NFL concussion protocol: Protocols in need of stronger guidelines following Tua Tagovailoa debacle

When 24-year-old Miami Dolphins quarterback Tua Tagovailoa got up from a hit against the Buffalo Bills in Week 3, it was immediately clear that something was wrong. The star got to his feet, took a few seemingly normal steps forward down the field, then stumbled awkwardly before collapsing completely. Even to the average NFL fan, it was abundantly clear that Tagovailoa had sustained a head injury, his dizziness and lack of coordination being dead giveaways.

He immediately exited the game and was put into the league’s concussion protocol to be evaluated further. But just four days later, with the Dolphins playing in the early Thursday night football game against the Cincinnati Bengals, Tagovailoa was the designated starter for the Dolphins, as if he hadn’t missed a beat. In the second quarter, as Tagovailoa scrambled wildly to avoid a sack, he was slung to the ground by a Bengals defensive lineman, collapsing to the turf where he lay motionless. His arms and fingers extended up in a senseless manner, a reaction referred to as the "fencing response," which often occurs following a traumatic brain injury. Fans and players alike are now demanding answers, specifically ones to the question of why the quarterback was even in uniform that Thursday night. That’s where it gets tricky.

The NFL’s concussion protocol wasn’t always a component of the league. In fact, it only came to conception following numerous studies and player statements concerning head injuries, specifically worries over concussion and chronic traumatic encephalopathy (CTE), a brain condition that results from numerous head blows.

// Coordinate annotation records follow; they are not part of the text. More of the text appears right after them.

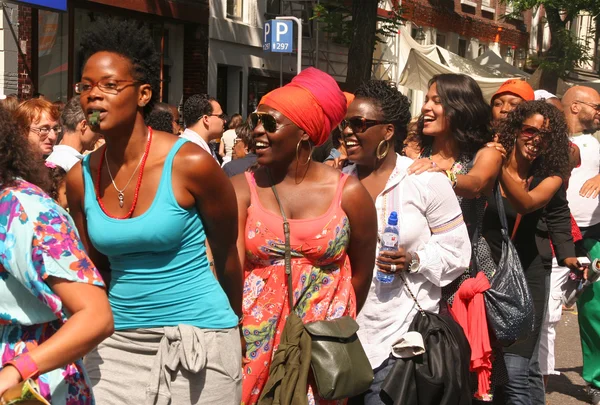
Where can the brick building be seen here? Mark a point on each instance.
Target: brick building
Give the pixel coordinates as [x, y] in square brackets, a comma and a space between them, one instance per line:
[470, 27]
[41, 44]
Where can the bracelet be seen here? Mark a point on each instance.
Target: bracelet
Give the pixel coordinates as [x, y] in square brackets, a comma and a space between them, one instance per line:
[25, 366]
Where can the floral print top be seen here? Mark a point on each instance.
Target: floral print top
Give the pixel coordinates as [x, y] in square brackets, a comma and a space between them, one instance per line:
[322, 282]
[38, 239]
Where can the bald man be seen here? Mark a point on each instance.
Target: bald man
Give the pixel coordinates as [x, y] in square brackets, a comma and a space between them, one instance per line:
[582, 111]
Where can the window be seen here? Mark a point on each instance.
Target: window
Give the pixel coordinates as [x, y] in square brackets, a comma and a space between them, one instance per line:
[234, 9]
[482, 49]
[53, 55]
[462, 47]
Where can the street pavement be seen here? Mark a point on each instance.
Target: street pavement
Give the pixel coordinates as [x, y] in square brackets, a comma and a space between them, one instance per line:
[568, 388]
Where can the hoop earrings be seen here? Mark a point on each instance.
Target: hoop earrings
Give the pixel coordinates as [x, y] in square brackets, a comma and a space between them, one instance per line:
[298, 154]
[380, 155]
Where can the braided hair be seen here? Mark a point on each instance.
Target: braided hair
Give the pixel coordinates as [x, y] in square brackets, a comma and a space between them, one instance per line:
[394, 106]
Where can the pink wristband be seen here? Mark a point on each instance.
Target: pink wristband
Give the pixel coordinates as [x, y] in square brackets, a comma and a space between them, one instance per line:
[24, 365]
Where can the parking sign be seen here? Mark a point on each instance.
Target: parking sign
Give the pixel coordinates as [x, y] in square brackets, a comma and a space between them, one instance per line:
[278, 36]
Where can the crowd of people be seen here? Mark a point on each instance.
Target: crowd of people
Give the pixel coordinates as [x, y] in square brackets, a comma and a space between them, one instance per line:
[142, 262]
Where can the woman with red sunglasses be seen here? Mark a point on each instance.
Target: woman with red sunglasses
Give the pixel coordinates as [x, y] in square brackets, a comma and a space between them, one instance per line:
[535, 138]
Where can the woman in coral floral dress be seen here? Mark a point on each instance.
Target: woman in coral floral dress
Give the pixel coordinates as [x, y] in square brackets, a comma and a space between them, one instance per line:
[332, 224]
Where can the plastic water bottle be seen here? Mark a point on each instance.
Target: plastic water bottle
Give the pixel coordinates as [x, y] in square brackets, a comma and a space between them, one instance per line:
[571, 295]
[389, 242]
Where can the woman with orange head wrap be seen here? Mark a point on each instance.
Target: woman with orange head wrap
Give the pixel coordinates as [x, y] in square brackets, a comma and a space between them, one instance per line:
[332, 223]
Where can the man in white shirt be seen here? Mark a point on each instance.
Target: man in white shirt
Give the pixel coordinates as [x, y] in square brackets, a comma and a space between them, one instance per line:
[77, 137]
[204, 120]
[582, 112]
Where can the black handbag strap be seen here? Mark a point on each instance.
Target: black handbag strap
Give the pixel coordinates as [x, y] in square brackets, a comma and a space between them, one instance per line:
[411, 294]
[288, 249]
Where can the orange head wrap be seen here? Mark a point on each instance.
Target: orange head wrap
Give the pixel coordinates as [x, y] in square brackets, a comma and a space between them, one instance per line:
[312, 100]
[517, 87]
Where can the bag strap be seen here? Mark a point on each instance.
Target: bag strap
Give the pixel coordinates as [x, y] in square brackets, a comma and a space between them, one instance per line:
[516, 227]
[411, 294]
[288, 249]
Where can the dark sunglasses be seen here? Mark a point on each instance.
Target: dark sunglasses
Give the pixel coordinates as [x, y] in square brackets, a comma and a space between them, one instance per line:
[268, 121]
[537, 134]
[594, 106]
[359, 124]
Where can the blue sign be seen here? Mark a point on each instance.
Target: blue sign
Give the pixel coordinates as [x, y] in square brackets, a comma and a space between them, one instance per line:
[60, 5]
[278, 36]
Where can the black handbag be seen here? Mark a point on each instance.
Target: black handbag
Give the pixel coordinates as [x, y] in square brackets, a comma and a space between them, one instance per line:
[340, 366]
[508, 302]
[441, 375]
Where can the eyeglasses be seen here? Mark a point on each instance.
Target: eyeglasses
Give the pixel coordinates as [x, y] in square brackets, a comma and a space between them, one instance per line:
[269, 122]
[359, 124]
[108, 86]
[594, 106]
[43, 132]
[538, 135]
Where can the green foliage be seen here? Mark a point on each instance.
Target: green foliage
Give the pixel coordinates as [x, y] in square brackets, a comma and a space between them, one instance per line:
[335, 17]
[566, 51]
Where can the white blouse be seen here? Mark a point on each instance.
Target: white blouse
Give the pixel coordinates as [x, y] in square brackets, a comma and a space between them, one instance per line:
[431, 224]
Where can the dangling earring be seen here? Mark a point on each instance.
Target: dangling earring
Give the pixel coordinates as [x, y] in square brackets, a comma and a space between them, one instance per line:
[380, 155]
[298, 154]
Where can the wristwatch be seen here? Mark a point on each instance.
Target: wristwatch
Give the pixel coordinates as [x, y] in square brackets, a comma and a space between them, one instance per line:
[414, 264]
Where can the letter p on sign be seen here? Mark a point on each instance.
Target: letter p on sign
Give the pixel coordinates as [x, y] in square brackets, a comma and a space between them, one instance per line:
[278, 36]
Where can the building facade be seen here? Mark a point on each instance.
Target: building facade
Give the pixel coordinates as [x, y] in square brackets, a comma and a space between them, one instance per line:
[41, 44]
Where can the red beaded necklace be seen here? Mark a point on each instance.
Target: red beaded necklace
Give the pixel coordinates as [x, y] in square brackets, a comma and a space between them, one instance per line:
[137, 186]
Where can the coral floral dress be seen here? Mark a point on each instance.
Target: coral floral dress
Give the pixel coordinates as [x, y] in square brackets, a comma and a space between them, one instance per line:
[321, 280]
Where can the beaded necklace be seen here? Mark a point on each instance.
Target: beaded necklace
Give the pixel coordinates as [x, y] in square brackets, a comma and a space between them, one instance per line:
[137, 186]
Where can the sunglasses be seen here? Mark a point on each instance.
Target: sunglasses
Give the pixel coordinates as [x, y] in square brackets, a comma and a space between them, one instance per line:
[359, 124]
[538, 135]
[594, 106]
[268, 121]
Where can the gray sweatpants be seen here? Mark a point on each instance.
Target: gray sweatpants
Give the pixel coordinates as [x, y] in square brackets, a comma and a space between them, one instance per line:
[180, 365]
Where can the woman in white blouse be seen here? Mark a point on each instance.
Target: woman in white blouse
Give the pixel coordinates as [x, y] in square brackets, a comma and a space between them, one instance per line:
[434, 243]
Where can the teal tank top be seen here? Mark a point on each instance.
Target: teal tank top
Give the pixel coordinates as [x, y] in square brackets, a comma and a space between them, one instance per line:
[160, 272]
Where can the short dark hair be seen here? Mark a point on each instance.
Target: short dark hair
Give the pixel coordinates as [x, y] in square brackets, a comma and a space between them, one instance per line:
[132, 40]
[72, 114]
[554, 161]
[196, 107]
[160, 120]
[394, 106]
[464, 106]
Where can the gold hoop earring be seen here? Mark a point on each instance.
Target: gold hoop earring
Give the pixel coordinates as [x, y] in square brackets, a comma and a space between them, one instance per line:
[380, 155]
[298, 154]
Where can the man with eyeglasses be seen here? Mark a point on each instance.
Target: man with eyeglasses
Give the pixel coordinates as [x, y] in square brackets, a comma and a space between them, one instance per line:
[204, 120]
[78, 136]
[582, 112]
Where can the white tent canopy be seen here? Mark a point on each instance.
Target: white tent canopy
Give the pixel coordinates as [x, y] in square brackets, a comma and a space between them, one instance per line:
[420, 63]
[494, 63]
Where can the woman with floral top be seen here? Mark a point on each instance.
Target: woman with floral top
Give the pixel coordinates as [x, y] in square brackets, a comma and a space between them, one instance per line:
[53, 307]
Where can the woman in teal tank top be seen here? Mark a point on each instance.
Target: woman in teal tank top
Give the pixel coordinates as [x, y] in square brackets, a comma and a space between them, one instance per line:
[145, 204]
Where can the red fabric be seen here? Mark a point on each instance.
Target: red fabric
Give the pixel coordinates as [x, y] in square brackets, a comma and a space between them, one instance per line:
[469, 311]
[313, 101]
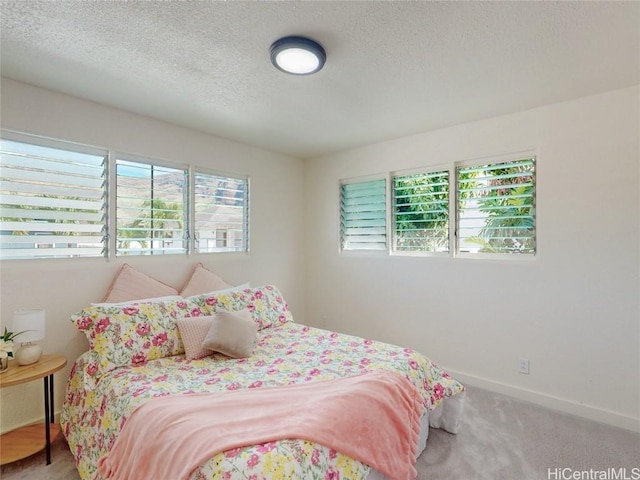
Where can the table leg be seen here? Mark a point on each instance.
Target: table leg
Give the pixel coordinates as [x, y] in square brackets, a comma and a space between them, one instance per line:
[47, 416]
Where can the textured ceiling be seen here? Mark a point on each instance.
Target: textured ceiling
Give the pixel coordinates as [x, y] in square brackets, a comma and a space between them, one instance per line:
[393, 68]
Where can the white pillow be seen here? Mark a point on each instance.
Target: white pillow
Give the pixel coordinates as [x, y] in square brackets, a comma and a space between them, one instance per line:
[232, 334]
[130, 284]
[203, 281]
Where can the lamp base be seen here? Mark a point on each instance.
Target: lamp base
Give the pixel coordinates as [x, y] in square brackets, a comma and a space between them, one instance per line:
[28, 354]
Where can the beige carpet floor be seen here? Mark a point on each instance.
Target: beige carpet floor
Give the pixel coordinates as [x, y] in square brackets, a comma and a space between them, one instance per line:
[501, 439]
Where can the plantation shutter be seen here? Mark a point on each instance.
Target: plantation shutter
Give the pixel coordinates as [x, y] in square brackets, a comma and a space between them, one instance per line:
[496, 208]
[151, 209]
[362, 215]
[221, 213]
[421, 212]
[52, 200]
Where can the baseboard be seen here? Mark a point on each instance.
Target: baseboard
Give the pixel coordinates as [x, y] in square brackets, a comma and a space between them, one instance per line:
[549, 401]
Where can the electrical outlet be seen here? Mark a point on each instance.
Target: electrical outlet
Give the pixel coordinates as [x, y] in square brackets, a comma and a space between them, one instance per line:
[523, 365]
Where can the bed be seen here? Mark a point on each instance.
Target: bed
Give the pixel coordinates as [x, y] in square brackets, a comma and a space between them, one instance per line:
[137, 353]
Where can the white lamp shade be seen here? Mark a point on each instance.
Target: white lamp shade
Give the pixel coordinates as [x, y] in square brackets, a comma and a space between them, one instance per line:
[32, 323]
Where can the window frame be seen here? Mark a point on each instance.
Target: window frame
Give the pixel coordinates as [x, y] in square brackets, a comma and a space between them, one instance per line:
[76, 147]
[110, 195]
[118, 155]
[356, 180]
[392, 217]
[453, 211]
[194, 170]
[491, 160]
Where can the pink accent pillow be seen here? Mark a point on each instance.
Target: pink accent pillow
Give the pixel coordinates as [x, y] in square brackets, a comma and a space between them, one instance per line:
[130, 284]
[193, 331]
[203, 281]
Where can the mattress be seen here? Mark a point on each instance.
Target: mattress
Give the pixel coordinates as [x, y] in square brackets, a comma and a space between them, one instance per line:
[285, 354]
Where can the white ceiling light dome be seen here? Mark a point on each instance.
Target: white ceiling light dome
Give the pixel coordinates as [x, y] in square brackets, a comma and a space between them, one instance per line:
[297, 55]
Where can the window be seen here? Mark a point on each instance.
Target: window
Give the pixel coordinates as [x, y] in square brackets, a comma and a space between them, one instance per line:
[496, 208]
[363, 215]
[52, 199]
[421, 212]
[493, 204]
[221, 213]
[151, 209]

One study cited in the New York Times found that about 320 former NFL players have reported CTE. For these reasons, the NFL Players Association (NFLPA) and the league joined forces to create a commission of sorts that would tackle the issue at a higher level. The task force includes medically trained professionals and neurologists whose primary objective is to diagnose injured players and make decisions on their ability to play in subsequent games. This means that doctors are not only present on the field and sidelines during live games, but they’re also in constant communication with NFL and team personnel regarding player safety. For Tagovailoa, the process that occurred in the week leading up to the Dolphins game concluded that he was good to go, allegedly passing all the tests necessary to be deemed medically approved to play. Head coach Mike McDaniel doubled down on this evaluation, noting that Tagovailoa passed tests with an independent neurologists, including those that were more football-related like recalling strings of words in playcalls.

In McDaniel’s defense, he’s not entirely wrong. Prior to the Dolphins game, Tagovailoa checked off every concussion guideline constructed by the NFLPA. However, in the follow-up investigation that was initiated, it was decided that ataxia, or neurological malfunction involving a lack of balance and stability, should be added to the list of necessary precautions. If this had existed prior to Tagovailoa's incident, the NFL noted that he would not have been cleared to play. In the wake of this investigation, a neurotrauma consultant for the NFL who was heavily involved in Tagovailoa's diagnosis was promptly fired.

For the NFL, they’ve unsurprisingly received a significant amount of backlash since the event, and it's the league’s turn now to come up with answers and solutions. While the investigation into Tagovailoa's injury and the revision of protocol standards are certainly plusses, there is still significant work to do. The fix can’t be firing individual doctors or making after-the-fact protocol changes in hopes that they will remedy the situation long term, especially when careers — and, more importantly, lives — are at stake.